4. gpu partition: The configuration for the GPU partition remains the same as before. This partition is dedicated to jobs that require GPU resources. 

**To access high memory nodes with more than 4.3 GB per core memory, you can utilize the option "--exclude=cn[085-384]" or "--mem-per-cpu=AAG" while submitting your job. Please replace "AA" with a number between 4 and 18 based on your specific memory requirement. This option will allow you to allocate the necessary amount of memory in GB per core for your job. 

Please refer to "Usage Charges" tab to request for High priority Ques

 

*The charging policy is subject to change.

 

Storage policy

**Users must submit jobs from /scratch/$USER directory.**

 FileSystem

Quota

Retention Period*

/home

Soft Limit=40G    

Hard Limit=50G

* except for UG students

Unlimited

/scratch

Soft Limit=2.0T    

60 days

*Files older than retention period will be deleted

**User's can check their /home and /scratch quota using "myquota" command

Users need to have the data and application related to their project/research work on PARAM Shakti.

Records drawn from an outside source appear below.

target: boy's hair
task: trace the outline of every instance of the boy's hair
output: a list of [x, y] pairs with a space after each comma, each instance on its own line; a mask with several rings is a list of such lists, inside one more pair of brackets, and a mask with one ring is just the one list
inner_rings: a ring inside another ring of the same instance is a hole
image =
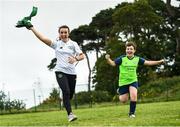
[[61, 28], [67, 28], [68, 29], [68, 33], [70, 33], [70, 29], [69, 29], [69, 27], [67, 25], [60, 26], [59, 29], [58, 29], [58, 33], [60, 33]]
[[132, 41], [127, 42], [125, 46], [126, 46], [126, 47], [133, 46], [135, 50], [136, 50], [136, 48], [137, 48], [136, 43], [135, 43], [135, 42], [132, 42]]

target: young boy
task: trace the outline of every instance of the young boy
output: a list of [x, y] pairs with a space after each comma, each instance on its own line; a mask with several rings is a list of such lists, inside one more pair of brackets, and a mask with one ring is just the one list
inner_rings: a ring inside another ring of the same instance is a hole
[[134, 42], [126, 43], [126, 55], [119, 56], [114, 61], [110, 55], [106, 54], [107, 63], [111, 66], [119, 66], [119, 100], [123, 103], [127, 102], [130, 95], [129, 117], [135, 118], [136, 102], [137, 102], [137, 67], [138, 65], [160, 65], [164, 60], [149, 61], [141, 57], [135, 56], [136, 44]]

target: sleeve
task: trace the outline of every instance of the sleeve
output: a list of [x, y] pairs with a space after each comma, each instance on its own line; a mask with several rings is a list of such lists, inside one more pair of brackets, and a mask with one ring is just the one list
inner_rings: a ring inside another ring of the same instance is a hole
[[80, 49], [79, 45], [77, 42], [74, 42], [74, 49], [75, 49], [75, 54], [79, 55], [80, 53], [83, 53], [82, 50]]
[[114, 60], [114, 62], [115, 62], [116, 65], [121, 65], [121, 63], [122, 63], [122, 57], [120, 56], [120, 57], [116, 58], [116, 59]]
[[56, 49], [56, 47], [57, 47], [57, 41], [52, 41], [50, 47], [53, 48], [53, 49]]
[[142, 57], [139, 57], [139, 63], [138, 65], [144, 65], [145, 59]]

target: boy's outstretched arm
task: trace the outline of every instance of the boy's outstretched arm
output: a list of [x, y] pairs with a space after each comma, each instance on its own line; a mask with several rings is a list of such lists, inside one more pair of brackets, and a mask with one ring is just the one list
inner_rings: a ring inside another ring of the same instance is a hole
[[115, 62], [114, 62], [113, 60], [111, 60], [109, 54], [106, 54], [106, 55], [105, 55], [105, 58], [106, 58], [107, 63], [108, 63], [109, 65], [111, 65], [111, 66], [116, 66]]
[[160, 64], [163, 64], [163, 63], [165, 63], [164, 59], [157, 60], [157, 61], [145, 60], [144, 65], [153, 66], [153, 65], [160, 65]]

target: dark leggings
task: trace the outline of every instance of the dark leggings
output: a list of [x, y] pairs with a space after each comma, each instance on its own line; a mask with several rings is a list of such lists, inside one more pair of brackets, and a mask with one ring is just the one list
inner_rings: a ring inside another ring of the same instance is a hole
[[73, 98], [76, 85], [76, 75], [65, 74], [63, 72], [55, 72], [56, 79], [63, 94], [63, 104], [67, 114], [72, 112], [70, 100]]

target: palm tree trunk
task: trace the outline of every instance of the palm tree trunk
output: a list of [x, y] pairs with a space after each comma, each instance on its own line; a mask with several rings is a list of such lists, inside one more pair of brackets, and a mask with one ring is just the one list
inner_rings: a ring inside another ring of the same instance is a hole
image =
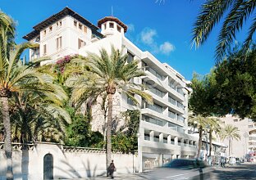
[[107, 166], [110, 164], [112, 160], [112, 144], [111, 144], [111, 130], [112, 130], [112, 107], [113, 107], [113, 95], [108, 94], [108, 101], [107, 101]]
[[212, 146], [213, 146], [213, 129], [210, 129], [209, 133], [209, 139], [210, 139], [210, 151], [209, 151], [209, 156], [212, 155]]
[[199, 129], [199, 149], [198, 149], [198, 154], [197, 154], [197, 158], [199, 159], [200, 156], [200, 151], [201, 151], [201, 147], [202, 147], [202, 134], [203, 134], [203, 127], [200, 126]]
[[10, 115], [9, 115], [9, 104], [8, 97], [2, 97], [2, 115], [3, 119], [3, 126], [5, 129], [5, 155], [7, 156], [7, 180], [13, 180], [13, 172], [12, 172], [12, 148], [11, 148], [11, 123], [10, 123]]
[[228, 155], [231, 156], [231, 139], [229, 138], [228, 140]]

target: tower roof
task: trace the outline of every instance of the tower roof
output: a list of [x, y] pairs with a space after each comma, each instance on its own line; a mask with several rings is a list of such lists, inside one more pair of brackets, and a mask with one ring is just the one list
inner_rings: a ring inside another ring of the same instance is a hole
[[65, 7], [62, 9], [61, 11], [57, 12], [55, 15], [51, 16], [50, 17], [47, 18], [46, 20], [43, 20], [42, 22], [39, 23], [38, 25], [34, 25], [33, 27], [34, 30], [25, 36], [23, 37], [23, 38], [26, 40], [31, 40], [35, 36], [39, 35], [40, 33], [40, 30], [46, 28], [47, 26], [57, 22], [57, 20], [61, 20], [62, 18], [66, 16], [71, 16], [75, 20], [80, 21], [89, 28], [90, 28], [93, 31], [93, 34], [98, 37], [103, 37], [103, 35], [98, 33], [97, 30], [98, 28], [93, 25], [91, 22], [89, 22], [88, 20], [85, 19], [83, 16], [74, 11], [73, 10]]
[[101, 28], [101, 25], [107, 22], [107, 21], [115, 21], [116, 23], [117, 23], [119, 25], [121, 25], [124, 30], [125, 33], [127, 31], [127, 25], [126, 25], [123, 22], [121, 22], [117, 17], [113, 17], [113, 16], [106, 16], [103, 17], [103, 19], [98, 20], [98, 27]]

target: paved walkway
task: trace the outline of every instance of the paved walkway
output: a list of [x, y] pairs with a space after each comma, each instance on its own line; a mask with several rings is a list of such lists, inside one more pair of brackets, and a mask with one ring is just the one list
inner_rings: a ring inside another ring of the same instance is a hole
[[[75, 180], [111, 179], [107, 177], [94, 177], [89, 178], [76, 178]], [[151, 179], [148, 173], [115, 174], [115, 180], [145, 180]], [[256, 164], [244, 163], [241, 165], [226, 168], [214, 168], [211, 180], [256, 180]], [[74, 179], [75, 180], [75, 179]]]

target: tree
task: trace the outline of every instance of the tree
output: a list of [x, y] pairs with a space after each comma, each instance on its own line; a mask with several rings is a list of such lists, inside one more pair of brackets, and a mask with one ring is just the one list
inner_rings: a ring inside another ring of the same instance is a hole
[[196, 155], [197, 158], [200, 156], [200, 151], [202, 148], [202, 140], [203, 140], [203, 133], [206, 130], [208, 123], [206, 122], [206, 118], [202, 115], [192, 115], [189, 116], [189, 125], [194, 128], [198, 128], [199, 139], [198, 146], [198, 153]]
[[227, 124], [224, 127], [223, 131], [220, 134], [221, 139], [228, 139], [228, 154], [231, 156], [231, 142], [233, 139], [240, 140], [240, 135], [237, 127]]
[[209, 149], [209, 156], [212, 155], [212, 146], [213, 146], [213, 133], [215, 134], [219, 135], [222, 131], [221, 124], [222, 121], [217, 117], [208, 117], [208, 122], [209, 123], [209, 141], [210, 141], [210, 149]]
[[[256, 2], [240, 0], [209, 0], [201, 7], [193, 29], [193, 43], [196, 47], [205, 43], [213, 27], [224, 16], [223, 25], [218, 35], [215, 56], [220, 61], [226, 50], [235, 39], [235, 34], [240, 31], [245, 21], [254, 14]], [[256, 29], [256, 19], [252, 20], [247, 37], [244, 42], [246, 50], [252, 41]]]
[[222, 115], [256, 119], [256, 50], [246, 55], [238, 47], [214, 70], [216, 93], [213, 103]]
[[[113, 97], [118, 93], [125, 93], [129, 98], [137, 102], [134, 95], [141, 96], [151, 101], [151, 97], [141, 91], [141, 86], [132, 82], [134, 78], [139, 78], [145, 74], [138, 68], [138, 61], [127, 63], [127, 55], [121, 55], [119, 50], [112, 47], [112, 53], [105, 49], [100, 50], [100, 55], [89, 53], [87, 60], [81, 61], [86, 68], [80, 75], [71, 78], [67, 84], [73, 86], [71, 101], [74, 103], [92, 104], [103, 93], [107, 97], [107, 165], [112, 160], [112, 123]], [[72, 83], [73, 82], [73, 83]]]
[[[36, 82], [34, 86], [36, 87]], [[42, 141], [42, 138], [54, 142], [63, 139], [66, 124], [71, 123], [70, 115], [62, 108], [62, 101], [67, 97], [60, 87], [54, 86], [53, 92], [13, 93], [10, 101], [11, 120], [15, 137], [21, 142]], [[43, 88], [47, 89], [48, 87]], [[45, 136], [48, 129], [51, 129], [53, 136]]]

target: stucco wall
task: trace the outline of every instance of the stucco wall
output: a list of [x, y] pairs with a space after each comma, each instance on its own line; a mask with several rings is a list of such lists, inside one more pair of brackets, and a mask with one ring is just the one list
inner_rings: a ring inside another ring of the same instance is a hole
[[[0, 144], [0, 180], [6, 179], [6, 158]], [[43, 157], [53, 156], [53, 176], [56, 179], [85, 178], [106, 174], [106, 154], [102, 150], [68, 148], [51, 143], [35, 143], [30, 150], [13, 151], [15, 179], [43, 179]], [[113, 153], [117, 173], [130, 173], [139, 169], [137, 155]]]

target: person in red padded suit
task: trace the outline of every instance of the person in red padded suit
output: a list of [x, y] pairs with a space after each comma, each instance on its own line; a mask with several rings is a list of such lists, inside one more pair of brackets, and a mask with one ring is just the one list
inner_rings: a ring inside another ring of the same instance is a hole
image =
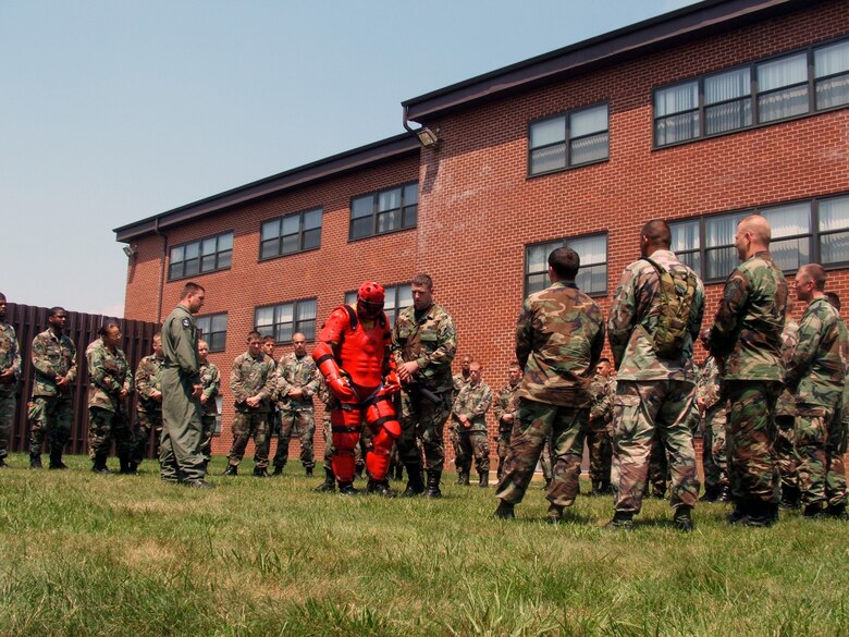
[[393, 495], [386, 473], [392, 443], [401, 436], [393, 395], [401, 391], [395, 357], [390, 354], [392, 326], [383, 313], [383, 286], [366, 281], [357, 303], [334, 309], [321, 328], [312, 358], [335, 401], [331, 403], [333, 473], [339, 491], [354, 488], [354, 448], [361, 424], [371, 429], [373, 451], [366, 454], [368, 492]]

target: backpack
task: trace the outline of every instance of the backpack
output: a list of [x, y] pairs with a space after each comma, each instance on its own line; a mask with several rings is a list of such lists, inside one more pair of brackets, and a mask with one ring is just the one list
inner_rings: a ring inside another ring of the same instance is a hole
[[652, 265], [661, 280], [661, 314], [652, 334], [654, 351], [660, 358], [679, 358], [689, 333], [687, 324], [696, 296], [696, 274], [689, 268], [685, 272], [670, 272], [649, 257], [643, 259]]

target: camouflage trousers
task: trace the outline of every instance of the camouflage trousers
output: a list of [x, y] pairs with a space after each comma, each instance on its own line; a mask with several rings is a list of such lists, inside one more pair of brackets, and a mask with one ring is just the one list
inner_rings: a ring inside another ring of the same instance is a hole
[[475, 468], [478, 474], [490, 473], [490, 440], [487, 430], [471, 431], [470, 429], [459, 430], [457, 442], [463, 450], [464, 457], [468, 457], [466, 471], [471, 469], [471, 460], [475, 458]]
[[71, 422], [74, 419], [71, 397], [33, 396], [28, 407], [29, 453], [40, 454], [47, 437], [50, 452], [61, 454], [71, 438]]
[[133, 432], [123, 414], [88, 407], [88, 457], [107, 457], [115, 441], [119, 457], [130, 457], [133, 452]]
[[606, 427], [593, 425], [587, 430], [587, 450], [590, 455], [590, 479], [610, 483], [613, 446]]
[[288, 442], [292, 432], [295, 431], [300, 440], [300, 464], [304, 468], [311, 469], [316, 466], [316, 456], [312, 451], [312, 441], [316, 437], [316, 418], [312, 409], [309, 411], [281, 411], [280, 433], [278, 433], [278, 450], [274, 452], [274, 466], [284, 467], [288, 460]]
[[775, 416], [775, 466], [782, 489], [799, 487], [799, 454], [796, 451], [796, 416], [782, 414]]
[[0, 393], [0, 460], [9, 455], [9, 440], [15, 420], [17, 400], [14, 394]]
[[704, 467], [704, 490], [707, 492], [728, 486], [728, 456], [725, 442], [727, 419], [728, 412], [725, 406], [709, 409], [704, 414], [702, 466]]
[[[321, 421], [321, 436], [324, 439], [324, 462], [322, 466], [327, 470], [333, 470], [333, 455], [336, 453], [336, 448], [333, 446], [333, 431], [330, 424], [330, 412], [324, 414]], [[371, 450], [371, 430], [368, 427], [364, 427], [359, 433], [359, 444], [354, 446], [354, 466], [366, 466], [366, 454]], [[397, 452], [393, 453], [397, 455]], [[397, 461], [396, 461], [397, 462]]]
[[253, 437], [254, 464], [258, 469], [268, 468], [268, 412], [236, 412], [233, 419], [233, 445], [227, 453], [231, 465], [238, 466], [245, 457], [248, 440]]
[[162, 412], [136, 412], [136, 421], [138, 429], [131, 460], [140, 465], [147, 456], [147, 446], [151, 434], [153, 436], [153, 457], [159, 457], [159, 443], [162, 439]]
[[200, 453], [204, 454], [204, 461], [212, 460], [212, 431], [216, 429], [216, 414], [202, 414], [200, 416]]
[[500, 429], [499, 436], [495, 438], [495, 453], [499, 455], [499, 470], [497, 478], [501, 479], [504, 473], [504, 461], [507, 460], [507, 454], [510, 451], [510, 432], [507, 429]]
[[542, 450], [551, 440], [554, 466], [546, 498], [552, 504], [570, 506], [578, 495], [583, 434], [590, 411], [519, 399], [516, 416], [495, 498], [510, 504], [521, 502]]
[[699, 476], [688, 412], [694, 387], [678, 380], [619, 380], [613, 405], [613, 469], [615, 510], [639, 513], [649, 474], [652, 440], [668, 458], [673, 507], [694, 506]]
[[726, 380], [728, 401], [728, 479], [736, 501], [778, 504], [775, 466], [775, 401], [780, 383], [766, 380]]
[[796, 450], [805, 506], [846, 505], [846, 433], [839, 409], [835, 413], [820, 405], [799, 405]]
[[[442, 431], [451, 413], [451, 392], [438, 394], [439, 403], [431, 403], [418, 393], [401, 392], [401, 438], [398, 453], [405, 465], [421, 465], [424, 452], [424, 468], [441, 471], [445, 465], [445, 446]], [[421, 450], [418, 442], [421, 442]]]

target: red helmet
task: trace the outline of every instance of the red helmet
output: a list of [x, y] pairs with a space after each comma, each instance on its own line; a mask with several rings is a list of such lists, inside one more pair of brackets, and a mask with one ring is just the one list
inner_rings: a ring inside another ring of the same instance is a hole
[[385, 297], [383, 285], [374, 281], [366, 281], [357, 291], [357, 313], [364, 318], [378, 317], [383, 311]]

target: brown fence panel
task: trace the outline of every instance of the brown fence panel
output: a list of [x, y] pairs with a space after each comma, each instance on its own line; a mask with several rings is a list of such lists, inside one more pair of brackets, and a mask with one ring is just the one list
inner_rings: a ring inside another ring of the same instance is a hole
[[[5, 320], [12, 324], [17, 333], [17, 343], [21, 348], [21, 384], [17, 393], [17, 412], [15, 413], [14, 427], [12, 429], [11, 440], [9, 441], [10, 451], [24, 452], [29, 450], [29, 424], [26, 419], [26, 404], [33, 392], [33, 359], [32, 346], [33, 339], [48, 328], [47, 316], [49, 309], [46, 307], [34, 307], [29, 305], [19, 305], [10, 303], [7, 306]], [[86, 347], [95, 339], [98, 339], [98, 330], [103, 323], [102, 315], [91, 315], [78, 311], [69, 311], [65, 322], [65, 334], [74, 342], [76, 346], [76, 366], [77, 376], [71, 392], [74, 396], [74, 421], [71, 428], [71, 439], [67, 442], [65, 451], [70, 453], [86, 453], [88, 451], [88, 368], [86, 365]], [[122, 350], [126, 354], [131, 369], [135, 373], [138, 362], [143, 356], [151, 353], [153, 350], [153, 334], [159, 332], [157, 323], [145, 321], [132, 321], [118, 319], [121, 323], [121, 332], [124, 336]], [[135, 393], [131, 394], [131, 403], [127, 405], [128, 414], [133, 415], [135, 422]], [[153, 437], [151, 437], [150, 455]]]

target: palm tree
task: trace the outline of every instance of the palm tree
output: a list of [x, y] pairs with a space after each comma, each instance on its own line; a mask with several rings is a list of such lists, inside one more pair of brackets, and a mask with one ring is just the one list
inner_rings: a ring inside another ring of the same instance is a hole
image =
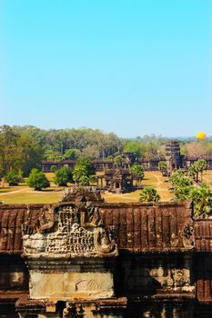
[[140, 193], [139, 202], [158, 202], [160, 195], [157, 191], [151, 186], [146, 186], [142, 193]]

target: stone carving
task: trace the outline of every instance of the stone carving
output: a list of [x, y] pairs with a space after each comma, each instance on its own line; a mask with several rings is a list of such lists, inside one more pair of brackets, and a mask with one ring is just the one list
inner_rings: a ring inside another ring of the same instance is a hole
[[25, 254], [44, 257], [97, 257], [117, 254], [114, 228], [105, 228], [91, 203], [61, 203], [43, 208], [32, 227], [23, 225]]
[[190, 284], [189, 270], [187, 268], [168, 268], [165, 271], [158, 267], [150, 270], [149, 273], [165, 289], [182, 289], [185, 292], [194, 289]]
[[84, 310], [82, 304], [74, 304], [66, 303], [66, 306], [63, 311], [63, 318], [83, 318]]

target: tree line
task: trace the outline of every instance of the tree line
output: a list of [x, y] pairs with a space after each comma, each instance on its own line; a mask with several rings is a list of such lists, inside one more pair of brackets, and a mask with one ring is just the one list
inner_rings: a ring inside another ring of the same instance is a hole
[[[40, 169], [41, 161], [111, 159], [121, 152], [134, 153], [136, 157], [152, 158], [165, 154], [167, 138], [145, 135], [134, 139], [118, 137], [98, 129], [50, 129], [31, 125], [0, 126], [0, 176], [16, 171], [28, 176], [33, 168]], [[180, 139], [184, 154], [212, 154], [212, 140]]]

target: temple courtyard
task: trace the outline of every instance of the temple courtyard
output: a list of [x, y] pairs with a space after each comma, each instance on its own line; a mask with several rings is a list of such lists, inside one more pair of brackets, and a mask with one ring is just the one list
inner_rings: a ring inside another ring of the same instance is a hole
[[[8, 186], [6, 184], [2, 184], [0, 188], [0, 201], [5, 204], [51, 204], [58, 202], [63, 196], [66, 188], [58, 187], [54, 184], [54, 174], [46, 174], [46, 175], [50, 181], [51, 187], [43, 191], [35, 191], [29, 188], [25, 183], [18, 186]], [[204, 174], [203, 181], [212, 187], [211, 170]], [[142, 185], [153, 186], [156, 188], [161, 196], [161, 201], [171, 201], [173, 198], [173, 193], [168, 190], [171, 184], [167, 177], [163, 177], [158, 171], [146, 172]], [[140, 192], [141, 190], [136, 190], [121, 194], [105, 192], [103, 197], [108, 203], [137, 202]]]

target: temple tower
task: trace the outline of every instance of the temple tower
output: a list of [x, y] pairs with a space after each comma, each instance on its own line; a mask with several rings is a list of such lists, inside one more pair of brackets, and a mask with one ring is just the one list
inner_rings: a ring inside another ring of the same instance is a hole
[[181, 156], [179, 143], [174, 140], [166, 144], [166, 160], [167, 164], [167, 172], [171, 174], [174, 170], [179, 169], [181, 166]]

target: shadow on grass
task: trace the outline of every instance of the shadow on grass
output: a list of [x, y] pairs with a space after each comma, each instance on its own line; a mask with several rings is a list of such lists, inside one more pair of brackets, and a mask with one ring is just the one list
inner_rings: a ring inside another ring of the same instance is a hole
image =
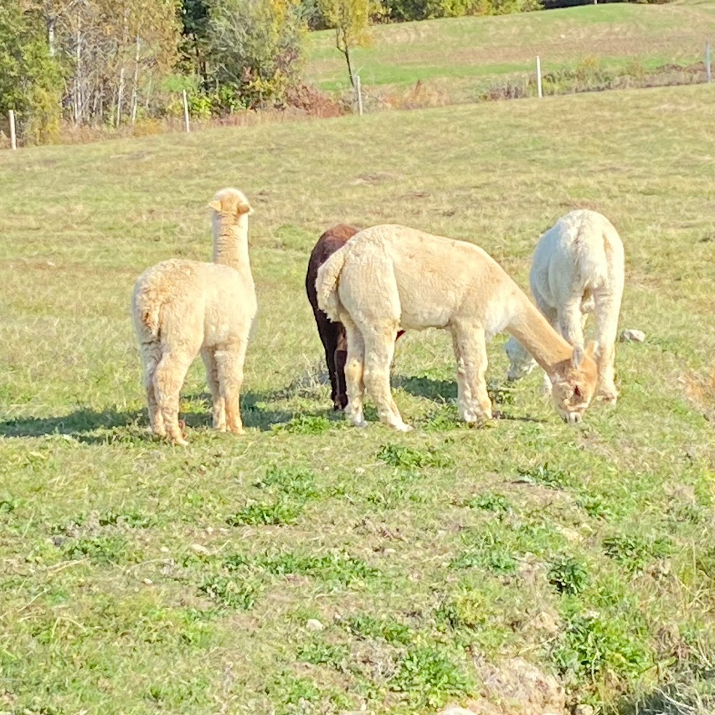
[[[395, 388], [400, 388], [406, 393], [415, 397], [425, 398], [440, 405], [446, 405], [457, 399], [457, 382], [454, 380], [433, 380], [425, 375], [416, 377], [404, 375], [395, 375], [393, 380]], [[500, 420], [513, 422], [547, 422], [541, 418], [529, 417], [528, 415], [516, 415], [506, 411], [505, 405], [510, 405], [513, 400], [513, 390], [500, 383], [489, 380], [487, 391], [494, 405], [495, 416]]]
[[[293, 413], [288, 410], [270, 410], [260, 406], [273, 399], [273, 393], [246, 393], [241, 396], [241, 415], [246, 427], [268, 430], [273, 425], [288, 422]], [[188, 403], [188, 404], [187, 404]], [[201, 393], [182, 398], [184, 408], [179, 418], [191, 429], [211, 427], [211, 395]], [[322, 414], [325, 410], [316, 413]], [[48, 418], [21, 418], [0, 422], [0, 437], [41, 437], [67, 435], [79, 442], [106, 442], [107, 436], [93, 435], [97, 430], [136, 428], [133, 440], [154, 439], [148, 431], [149, 417], [146, 408], [119, 412], [116, 410], [82, 409], [66, 415]]]
[[694, 674], [686, 682], [664, 686], [628, 699], [618, 715], [711, 715], [715, 712], [715, 671]]

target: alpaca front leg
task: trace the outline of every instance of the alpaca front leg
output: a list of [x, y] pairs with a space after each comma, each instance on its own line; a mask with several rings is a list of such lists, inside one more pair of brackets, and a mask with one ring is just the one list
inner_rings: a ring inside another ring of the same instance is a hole
[[455, 331], [452, 332], [452, 347], [454, 350], [454, 358], [457, 363], [457, 409], [459, 416], [463, 418], [463, 413], [467, 402], [472, 399], [472, 393], [467, 382], [467, 373], [464, 368], [464, 360], [459, 348], [459, 340]]
[[179, 393], [191, 365], [190, 358], [165, 355], [154, 373], [154, 390], [167, 436], [178, 445], [189, 443], [179, 427]]
[[241, 420], [240, 395], [247, 347], [247, 341], [242, 341], [230, 348], [217, 350], [214, 353], [219, 387], [226, 405], [226, 427], [235, 435], [242, 435], [245, 432]]
[[347, 390], [345, 388], [345, 363], [347, 350], [338, 347], [335, 352], [335, 383], [337, 390], [333, 398], [334, 410], [345, 410], [347, 407]]
[[226, 431], [226, 400], [221, 394], [219, 384], [218, 365], [214, 357], [214, 348], [206, 347], [201, 352], [201, 357], [206, 365], [206, 380], [211, 390], [212, 402], [212, 422], [214, 430]]
[[345, 417], [355, 427], [366, 427], [363, 411], [365, 394], [365, 341], [355, 324], [345, 322], [347, 339], [347, 358], [345, 361], [345, 392], [347, 393], [347, 407]]
[[598, 293], [593, 297], [596, 301], [596, 340], [598, 342], [596, 355], [598, 394], [613, 405], [618, 398], [615, 382], [616, 335], [621, 312], [621, 292], [616, 292], [616, 296]]
[[460, 368], [464, 375], [463, 401], [458, 405], [459, 416], [468, 423], [490, 420], [492, 405], [485, 379], [488, 360], [484, 330], [468, 326], [457, 327], [453, 342], [458, 355], [458, 385]]
[[558, 332], [563, 339], [574, 347], [583, 347], [583, 313], [581, 309], [581, 298], [567, 301], [558, 308]]
[[[366, 334], [367, 333], [367, 334]], [[365, 339], [365, 385], [378, 405], [378, 416], [400, 432], [410, 432], [393, 399], [390, 389], [390, 366], [395, 352], [397, 326], [383, 330], [363, 329]]]

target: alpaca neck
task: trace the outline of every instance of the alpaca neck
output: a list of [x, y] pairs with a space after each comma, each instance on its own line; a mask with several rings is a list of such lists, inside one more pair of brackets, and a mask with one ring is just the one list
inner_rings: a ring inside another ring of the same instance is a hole
[[217, 215], [214, 219], [214, 262], [221, 263], [250, 277], [248, 257], [248, 216], [228, 219]]
[[559, 363], [571, 360], [573, 347], [521, 290], [515, 300], [516, 307], [506, 330], [531, 353], [547, 375], [553, 375]]

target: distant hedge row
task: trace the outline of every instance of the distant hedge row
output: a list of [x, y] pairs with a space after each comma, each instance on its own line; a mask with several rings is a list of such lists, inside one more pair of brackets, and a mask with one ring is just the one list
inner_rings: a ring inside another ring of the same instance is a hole
[[[621, 2], [623, 0], [598, 0]], [[626, 0], [644, 3], [664, 3], [670, 0]], [[383, 0], [388, 13], [383, 21], [408, 22], [438, 17], [462, 17], [465, 15], [506, 15], [531, 10], [591, 5], [593, 0]]]

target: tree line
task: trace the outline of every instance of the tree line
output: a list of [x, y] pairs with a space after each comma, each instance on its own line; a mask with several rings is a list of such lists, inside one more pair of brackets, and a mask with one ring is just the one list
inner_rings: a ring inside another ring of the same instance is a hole
[[332, 28], [350, 53], [375, 22], [537, 9], [541, 0], [0, 0], [0, 128], [27, 142], [62, 122], [119, 127], [179, 114], [285, 107], [305, 40]]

To store the data special directories have been made available to the users with name “scratch and home” the path to this directory is “/scratch” and “/home”. Whereas these directories are common to all the users, a user will get his own directory with their username in /scratch/ as well as /home/ directories where they can store their data.

/home/<username>/: ! This directory is generally used by the user to install applications.

 

/scratch/<username>/: ! This directory is user to store the user data related to the project/research.

However, there is limit to the storage provided to the users, the limits have been defined according to quota over these directories, all users will be allotted same quota by default. When a user wishes to transfer data from their local system (laptop/desktop) to HPC system, they can use various methods and tools.

A user using ‘Windows’ operating system will get methods and tools that are native to Microsoft windows and tools that could be installed on your Microsoft windows machine. Linux operating system users do not require any tool. They can just use “scp” command on their terminal, as mentioned in File Transfers section.

Users are advised to keep a copy of their data with themselves, once the project/research work is completed by transferring the data from PARAM Shakti to their local system (laptop/desktop). The command shown in File Transfers section can be used for effecting file transfers.